The state’s $161 billion investment scares foreign industry leaders

by Ian King

June 25, 2015 — 10:15 AM PDT
Updated on June 25, 2015 — 1:16 PM PDT

China buys more than half the semiconductors sold each year, and its share is growing. Yet the nation doesn’t have one domestic manufacturer among the 10 biggest chipmakers, a list stacked with U.S. companies. Homegrown chips account for less than one-tenth of local demand, and in 2013 China spent more money importing chips than it did importing oil, according to researcher Sanford C. Bernstein.

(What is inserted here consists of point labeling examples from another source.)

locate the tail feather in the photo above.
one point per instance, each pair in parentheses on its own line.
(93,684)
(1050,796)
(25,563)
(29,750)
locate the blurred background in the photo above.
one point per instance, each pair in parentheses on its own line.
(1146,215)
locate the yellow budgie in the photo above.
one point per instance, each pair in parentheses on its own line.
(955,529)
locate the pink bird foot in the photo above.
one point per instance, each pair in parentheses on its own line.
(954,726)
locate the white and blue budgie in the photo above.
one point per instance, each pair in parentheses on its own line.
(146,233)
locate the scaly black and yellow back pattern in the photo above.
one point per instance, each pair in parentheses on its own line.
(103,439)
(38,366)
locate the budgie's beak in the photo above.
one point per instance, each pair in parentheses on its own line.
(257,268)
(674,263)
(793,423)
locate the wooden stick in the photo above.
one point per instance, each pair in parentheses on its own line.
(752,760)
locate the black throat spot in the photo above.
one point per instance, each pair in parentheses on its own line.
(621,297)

As President Xi Jinping’s government trades allegations of cyber espionage with U.S. officials, China is stepping up its support of domestic chip production to lessen its dependence on foreign technology. The government is telling local companies and Chinese news media that it plans to invest as much as 1 trillion yuan ($161 billion) over 10 years to develop chips, about as much as Intel spends per decade on facilities and research and development.

With so much money going to local producers, foreign chipmakers can either help China’s industry improve or try to get along without the market, says Rick Clemmer, chief executive officer of Dutch chipmaker NXP. “Over the next few years, it’s not going to be the same as it is today, where we just ship semiconductors into China,” says Clemmer, whose company got 49 percent of its sales from the country last year. “You’re going to have to do joint ventures and licenses.”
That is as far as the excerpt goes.